Lembro-me como se fosse hoje… 3 coronéis médicos, todos de cabelo branco e ar sisudo… e lá veio diálogo que veio a determinar tudo o que me aconteceu no ano seguinte:
- “Então, como é que te sentes?”
- “Sinto as mesmas dores que sentia antes de ser operado” (e era verdade!)
A resposta do coronel que chefiava a junta (que afinal era mais uma quadrilha…) veio duma forma brusca, fria e com uma entoação autoritária:
- “Tu estás é a tentar protelar a tua ida para a Guiné!”
Imediatamente, num gesto brusco, revelador duma certa raiva, pegou num carimbo e com toda a força carimbou uma folha que tinha na frente.
Fiquei parado… siderado com a decisão, amedrontado com a atitude brusca… durante uns segundos (que me pareceram muito longos) fez-se um silêncio gelado. A minha cabeça trabalhava a 100 à hora… sentia-me doente, cheio de dores e estavam a dizer-me que estava a fingir… nem sequer estava a pensar que isso significava que ia seguir de imediato para a Guiné… estava apenas chocado porque estava a ser olhado como um aldrabão…
O tal coronel que chefiava “o bando” olhou para mim com um ar irado e disse-me quase a gritar:
- “Podes sair!”
Sai da sala, mecanicamente, ainda a tentar perceber o que tinha acontecido. Aquilo que eu esperava que tivesse sido algo semelhante a uma consulta médica, não tinha passado de 3 frases e uma ordem de saída…
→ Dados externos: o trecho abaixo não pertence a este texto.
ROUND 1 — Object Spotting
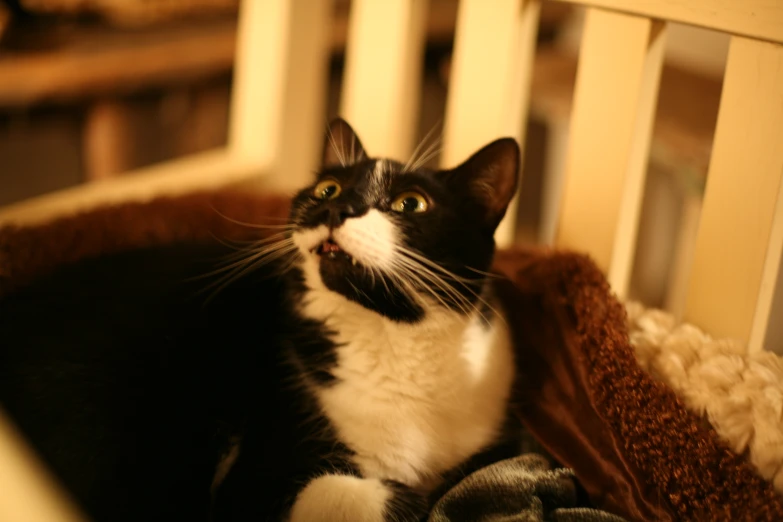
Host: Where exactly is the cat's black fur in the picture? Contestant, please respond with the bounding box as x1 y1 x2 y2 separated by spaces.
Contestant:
0 122 518 522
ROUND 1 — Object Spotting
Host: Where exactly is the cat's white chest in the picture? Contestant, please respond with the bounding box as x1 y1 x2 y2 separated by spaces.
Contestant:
318 300 514 489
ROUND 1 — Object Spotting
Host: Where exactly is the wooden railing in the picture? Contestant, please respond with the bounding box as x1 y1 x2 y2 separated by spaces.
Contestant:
0 0 783 512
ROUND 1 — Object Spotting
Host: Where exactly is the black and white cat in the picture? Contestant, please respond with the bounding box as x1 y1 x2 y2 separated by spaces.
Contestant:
0 120 519 522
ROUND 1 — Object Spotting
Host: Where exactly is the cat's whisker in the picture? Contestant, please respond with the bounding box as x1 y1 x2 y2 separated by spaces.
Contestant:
204 239 293 278
402 120 440 172
326 123 346 167
212 207 294 230
412 144 443 170
216 232 296 264
395 254 475 313
398 249 499 315
204 245 298 300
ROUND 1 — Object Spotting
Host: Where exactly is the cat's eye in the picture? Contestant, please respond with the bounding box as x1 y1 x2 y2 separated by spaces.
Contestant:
391 191 429 212
313 179 340 199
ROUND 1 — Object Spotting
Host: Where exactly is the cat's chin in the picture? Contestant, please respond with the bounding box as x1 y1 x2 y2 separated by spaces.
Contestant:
315 250 424 323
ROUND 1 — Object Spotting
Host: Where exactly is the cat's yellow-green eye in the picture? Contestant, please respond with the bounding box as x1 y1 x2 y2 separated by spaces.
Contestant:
313 179 341 199
391 191 429 212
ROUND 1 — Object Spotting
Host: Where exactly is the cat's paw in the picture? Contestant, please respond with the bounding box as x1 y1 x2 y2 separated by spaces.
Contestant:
289 475 426 522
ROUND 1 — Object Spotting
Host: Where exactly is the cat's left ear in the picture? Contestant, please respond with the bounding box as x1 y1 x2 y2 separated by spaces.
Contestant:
321 118 367 168
448 138 520 230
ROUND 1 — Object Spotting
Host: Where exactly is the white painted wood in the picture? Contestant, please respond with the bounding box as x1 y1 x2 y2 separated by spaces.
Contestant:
556 9 665 296
0 412 84 522
340 0 429 162
229 0 332 190
564 0 783 43
0 149 261 225
538 118 569 246
684 37 783 351
441 0 541 246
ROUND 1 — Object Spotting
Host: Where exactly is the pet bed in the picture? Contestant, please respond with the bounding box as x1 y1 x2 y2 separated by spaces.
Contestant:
0 192 783 521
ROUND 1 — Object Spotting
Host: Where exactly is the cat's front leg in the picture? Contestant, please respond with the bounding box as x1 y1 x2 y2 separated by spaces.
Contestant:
289 474 427 522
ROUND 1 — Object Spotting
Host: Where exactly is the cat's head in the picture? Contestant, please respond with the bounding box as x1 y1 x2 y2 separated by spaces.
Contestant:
291 119 520 322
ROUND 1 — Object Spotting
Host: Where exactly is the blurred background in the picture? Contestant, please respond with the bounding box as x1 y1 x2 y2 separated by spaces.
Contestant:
0 0 728 307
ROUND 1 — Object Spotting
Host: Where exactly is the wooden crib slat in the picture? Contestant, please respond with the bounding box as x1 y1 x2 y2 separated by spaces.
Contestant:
229 0 332 190
684 36 783 350
556 9 665 296
340 0 429 161
441 0 541 246
563 0 783 43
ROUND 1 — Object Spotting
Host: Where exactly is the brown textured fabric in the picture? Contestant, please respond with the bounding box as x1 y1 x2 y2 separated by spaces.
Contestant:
0 193 783 521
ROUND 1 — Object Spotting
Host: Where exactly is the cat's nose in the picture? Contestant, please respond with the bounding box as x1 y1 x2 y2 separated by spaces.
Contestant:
328 203 358 229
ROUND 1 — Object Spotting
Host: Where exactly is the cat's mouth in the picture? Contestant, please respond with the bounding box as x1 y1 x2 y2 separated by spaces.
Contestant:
313 237 358 266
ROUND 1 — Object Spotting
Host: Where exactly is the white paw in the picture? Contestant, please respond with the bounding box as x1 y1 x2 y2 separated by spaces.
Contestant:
289 475 392 522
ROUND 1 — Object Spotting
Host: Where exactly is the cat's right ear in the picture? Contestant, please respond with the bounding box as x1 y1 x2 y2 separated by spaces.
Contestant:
321 118 367 168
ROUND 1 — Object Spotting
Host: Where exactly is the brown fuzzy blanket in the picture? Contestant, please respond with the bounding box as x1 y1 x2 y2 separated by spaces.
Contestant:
0 192 783 521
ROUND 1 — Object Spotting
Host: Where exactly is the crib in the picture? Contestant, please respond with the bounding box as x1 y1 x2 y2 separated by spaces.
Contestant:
0 0 783 522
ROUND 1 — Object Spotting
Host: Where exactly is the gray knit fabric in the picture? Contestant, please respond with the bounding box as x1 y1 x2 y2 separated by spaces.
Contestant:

Os momentos e mesmo os dias que se seguiram já foram apagados da minha memória.
O momento que recordo a seguir foi a manhã de 27.12.1972. Estava um dia frio e no Figo Maduro o vento enregelava-me até aos ossos, apesar da camisola de lã que tinha vestido por baixo da farda de Verão … afinal, ia para África, não podia ir com a farda de Inverno que era grossa, pesada, áspera… só a tinha usado uma ou duas vezes. A meio da viagem, trataria de tirar a camisola de lã.
Embarquei no Boeing 707 e o desconforto desapareceu. Que luxo…
A nível de aeronaves, pouco conhecia. Recordo o avião em que fiz o meu baptismo de voo, teria cerca de 5 ou 6 anos de idade, e aconteceu por iniciativa do Tem. Eiró Gomes, piloto na BA3, Tancos, e amigo da família. Um Junkers JU52 (julgo eu) que era usado para o lançamento dos paraquedistas. Lembro-me do barulho ensurdecedor do vento na chapa metálica que constituía o revestimento do avião. Quase não nos ouvíamos uns aos outros. O empolgamento e o entusiasmo de voar pela primeira vez nem me deixou sentir medo…
Depois, voei em DC-6 entre a BA4 e Lisboa. Por isso, ao entrar no Boeing 707, estava a entrar numa dimensão diferente, um avião espaçoso, confortável e que transmitia segurança.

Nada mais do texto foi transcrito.